Wednesday, August 17, 2016

BOOK REVIEW - Menagerie [#1]

Author: Rachel Vincent -
Format: Kindle ebook. Free from Net Galley. Link on Amazon
Did it feel like a full novel: yes
Cliffhanger: ends on a good note, though you know there is more to explore later.
Genre: urban fantasy, paranormal, dystopian
Dates Read: April 8 - May 9, 2016
Official Blurb: When Delilah Marlow visits a famous traveling carnival, Metzger's Menagerie, she is an ordinary woman in a not-quite-ordinary world. But under the macabre circus black-top, she discovers a fierce, sharp-clawed creature lurking just beneath her human veneer. Captured and put on exhibition, Delilah in her black swan burlesque costume is stripped of her worldly possessions, including her own name, as she's forced to "perform" in town after town. 

But there is breathtaking beauty behind the seamy and grotesque reality of the carnival. Gallagher, her handler, is as kind as he is cryptic and strong. The other "attractions"—mermaids, minotaurs, gryphons and kelpies—are strange, yes, but they share a bond forged by the brutal realities of captivity. And as Delilah struggles for her freedom, and for her fellow menagerie, she'll discover a strength and a purpose she never knew existed. 

One Sentence: Not what I expected, but so much better!

Full Review: The synopsis makes it sound, at least to my ears, a little more sexy and fantastical than it really was. When Deliliah is “stripped of her worldly possessions”, they don’t just mean things. They mean her human rights. She is property, less than an animal (for cryptids count as less than they). It was angering and more than a little disturbing. It takes a while to get past this most brutal beginning, but there is nothing like detailed rape or gore. Just that dark unpleasantness that is the core of evil in many human beings. 

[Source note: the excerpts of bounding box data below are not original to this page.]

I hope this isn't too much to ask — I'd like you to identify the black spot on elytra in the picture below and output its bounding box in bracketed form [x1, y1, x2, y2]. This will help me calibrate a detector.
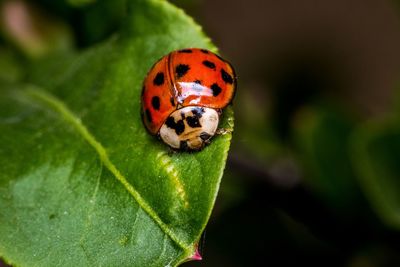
[202, 60, 215, 70]
[165, 117, 185, 135]
[215, 54, 226, 62]
[153, 72, 164, 86]
[151, 96, 160, 110]
[186, 116, 201, 128]
[141, 85, 145, 96]
[175, 64, 190, 78]
[192, 107, 205, 118]
[179, 141, 189, 150]
[221, 69, 233, 84]
[200, 132, 211, 141]
[211, 83, 222, 96]
[145, 109, 153, 122]
[178, 49, 193, 53]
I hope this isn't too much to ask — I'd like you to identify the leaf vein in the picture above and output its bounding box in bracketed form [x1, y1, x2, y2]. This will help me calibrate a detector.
[26, 86, 190, 253]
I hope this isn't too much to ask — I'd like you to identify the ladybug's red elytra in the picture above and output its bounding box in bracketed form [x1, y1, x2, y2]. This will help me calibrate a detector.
[142, 48, 236, 150]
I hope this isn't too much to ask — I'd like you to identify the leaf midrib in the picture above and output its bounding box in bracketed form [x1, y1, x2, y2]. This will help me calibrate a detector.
[24, 86, 190, 254]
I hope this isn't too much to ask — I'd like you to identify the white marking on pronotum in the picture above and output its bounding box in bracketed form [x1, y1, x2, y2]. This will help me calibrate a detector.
[156, 152, 189, 208]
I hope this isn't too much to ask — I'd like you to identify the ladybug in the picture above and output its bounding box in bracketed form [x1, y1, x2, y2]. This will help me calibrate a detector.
[142, 48, 236, 151]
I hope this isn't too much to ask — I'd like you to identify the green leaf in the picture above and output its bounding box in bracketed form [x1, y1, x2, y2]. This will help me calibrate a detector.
[352, 120, 400, 229]
[0, 0, 233, 266]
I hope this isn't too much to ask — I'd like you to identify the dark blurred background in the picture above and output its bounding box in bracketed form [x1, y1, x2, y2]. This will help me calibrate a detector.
[174, 0, 400, 267]
[0, 0, 400, 267]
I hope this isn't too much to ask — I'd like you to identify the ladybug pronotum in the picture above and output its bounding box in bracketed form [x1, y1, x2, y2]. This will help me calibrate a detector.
[142, 48, 236, 150]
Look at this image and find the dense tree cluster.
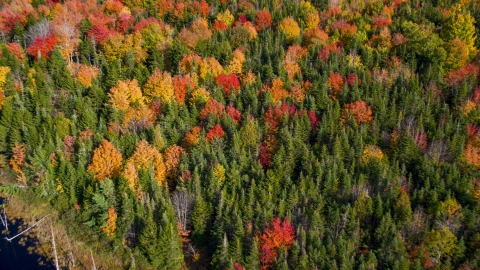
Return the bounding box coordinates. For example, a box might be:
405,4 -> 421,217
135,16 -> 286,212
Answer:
0,0 -> 480,269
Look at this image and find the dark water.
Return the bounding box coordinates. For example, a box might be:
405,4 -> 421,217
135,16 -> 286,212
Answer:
0,198 -> 55,270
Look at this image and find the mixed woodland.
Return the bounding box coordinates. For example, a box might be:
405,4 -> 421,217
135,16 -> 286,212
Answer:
0,0 -> 480,270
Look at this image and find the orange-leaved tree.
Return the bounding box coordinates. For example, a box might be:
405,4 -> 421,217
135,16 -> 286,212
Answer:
88,140 -> 123,181
340,100 -> 373,124
328,71 -> 343,100
183,126 -> 202,149
255,9 -> 272,31
200,98 -> 225,120
123,161 -> 141,199
127,140 -> 166,186
259,217 -> 295,269
278,17 -> 300,42
10,142 -> 26,182
108,79 -> 143,111
143,69 -> 175,104
173,74 -> 195,104
165,144 -> 185,179
100,207 -> 117,236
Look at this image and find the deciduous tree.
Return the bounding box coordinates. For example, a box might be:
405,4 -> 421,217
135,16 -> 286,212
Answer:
88,140 -> 123,181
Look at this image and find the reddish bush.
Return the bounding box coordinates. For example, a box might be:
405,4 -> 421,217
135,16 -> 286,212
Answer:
413,131 -> 428,151
372,14 -> 392,30
470,86 -> 480,106
225,104 -> 242,124
213,20 -> 228,32
200,98 -> 225,120
264,103 -> 288,133
467,123 -> 478,137
215,74 -> 240,96
307,111 -> 319,131
255,9 -> 272,31
63,136 -> 75,160
258,142 -> 272,171
259,217 -> 295,269
173,75 -> 195,104
318,44 -> 340,62
133,18 -> 160,31
117,12 -> 134,33
205,124 -> 225,142
191,0 -> 210,18
87,24 -> 115,44
445,64 -> 478,86
7,42 -> 25,61
343,73 -> 362,86
27,34 -> 58,60
328,71 -> 343,99
341,100 -> 373,124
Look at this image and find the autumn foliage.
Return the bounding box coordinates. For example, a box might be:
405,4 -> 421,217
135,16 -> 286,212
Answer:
205,124 -> 225,142
445,64 -> 479,86
255,9 -> 272,31
100,207 -> 117,236
127,140 -> 167,185
143,69 -> 175,104
165,144 -> 185,179
200,98 -> 225,120
225,104 -> 242,124
328,71 -> 343,99
278,17 -> 300,42
108,79 -> 143,111
215,74 -> 240,97
88,140 -> 123,181
259,217 -> 295,269
464,135 -> 480,168
173,75 -> 195,104
340,100 -> 373,124
178,19 -> 212,49
27,33 -> 58,60
10,142 -> 26,182
183,126 -> 202,150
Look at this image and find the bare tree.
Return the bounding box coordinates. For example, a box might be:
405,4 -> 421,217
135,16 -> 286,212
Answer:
172,190 -> 195,231
427,141 -> 448,163
25,19 -> 53,44
5,215 -> 48,242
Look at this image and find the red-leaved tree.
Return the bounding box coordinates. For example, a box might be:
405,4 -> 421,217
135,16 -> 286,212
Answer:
225,104 -> 242,124
255,9 -> 272,31
340,100 -> 373,124
205,124 -> 225,142
200,98 -> 225,120
259,217 -> 295,269
27,33 -> 58,60
215,74 -> 240,97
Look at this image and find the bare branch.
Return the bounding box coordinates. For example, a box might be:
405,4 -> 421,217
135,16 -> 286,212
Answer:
172,190 -> 194,231
4,215 -> 49,242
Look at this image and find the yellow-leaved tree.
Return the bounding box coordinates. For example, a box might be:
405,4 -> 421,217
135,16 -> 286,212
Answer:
108,79 -> 143,111
278,17 -> 300,42
127,140 -> 166,186
88,140 -> 123,181
143,69 -> 175,104
440,6 -> 477,60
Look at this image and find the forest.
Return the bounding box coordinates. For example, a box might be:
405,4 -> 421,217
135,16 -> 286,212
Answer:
0,0 -> 480,270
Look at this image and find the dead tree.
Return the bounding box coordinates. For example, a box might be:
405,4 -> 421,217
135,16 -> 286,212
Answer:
4,215 -> 48,242
50,223 -> 60,270
172,190 -> 194,231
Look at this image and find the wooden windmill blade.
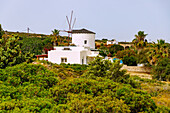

The cryptids are realistic characters, not just “oh it’s a mermaid!”. They have different pasts and stories about how they came to belong to Metzger’s Menagerie, which helps with the world building. There are constant hints about something BIG that happened in the past to make the current events make sense, but other than that, I felt we had a good amount of information to follow along. 

The characters were great, not just the main ones like Delilah and Gallager (OMG, I got to love him so much), but so many others like the Claudio, Eryx and Nalah. Some of the ‘good guys’ pissed me off, but it kept their unique viewpoints realistic. Being allies does not mean you will be friends, automatically. 

This book was AMAZING, and though I would have LIKED to have some romance, the whole story does NOT need it. Perhaps it’s so rich and fascinating because it doesn’t have a romance to fall back on? Can’t wait for the other two books of this trilogy!

Received via Netgalley in exchange for an honest review.

Rating: 5 stars

Wednesday, August 3, 2016

BOOK REVIEW - The Game and the Governess

Author: Kate Noble
Format: paperback. Won in a giveaway hosted at
Did it feel like a full novel: yes
Cliffhanger: nope
Genre: historical romance
Dates Read: Feb 1 - Mar 21, 2016

Official Blurb: Three friends. One Wager. Winner takes all.

The Earl—‘Lucky Ned’ Ashby. Pompous, preening, certain that he is beloved by everyone.
The Miller—John Turner. Proud, forced to work as the Earl’s secretary, their relationship growing ever more strained. 
The Doctor—Rhys Gray. Practical, peace-loving, but caught in the middle of two warring friends.

Their wager is simple: By trading places with John Turner and convincing someone to fall in love with him, Ned plans to prove it’s him the world adores, not his money. Turner plans to prove him wrong.

But no one planned on Phoebe Baker, the unassuming governess who would fall into their trap, and turn everything on its head…

One Sentence: Enjoyable romance though it does take a while to get romantic.
Full Review: So-called "Lucky Ned" is not a very enjoyable hero at first. Phoebe Baker, the governess whom is the planned 'conquest' is fascinating at least, but the story is mostly carried by Ned. Which is something I rarely see, so it's a shame he's not more likable. However, after a point your pity at his constant faux pas and misfortunes kinda turns a bit into like, and you hope things will work out... though by then you want him to drop the pretense because you KNOW it's gonna bite him in the butt. 

With the exception of his dry manservant, I couldn't really find myself liking any other character. Turner was close, but just couldn't reach it. Everyone else is either annoying, or hateful and fake, so they're not very fun. The kids were cute, but too young for me to really get vested in them.

I really don't care for romances which hold onto miscommunication as drama, it bothers me. But since the whole basis of this book is that it's a wager on traded places, you kind of can't be honest from the get go. Regardless though, I really enjoyed a lot of the storyline, just watching Ned and Phoebe gradually fall in love was actually quite sweet. The suspense of knowing it was gonna get ugly eventually but in a way I dreaded made me anxious, so it was certainly a page-turner. I would like to check out another book by this author, but I don't think I'll go for the second in this series though.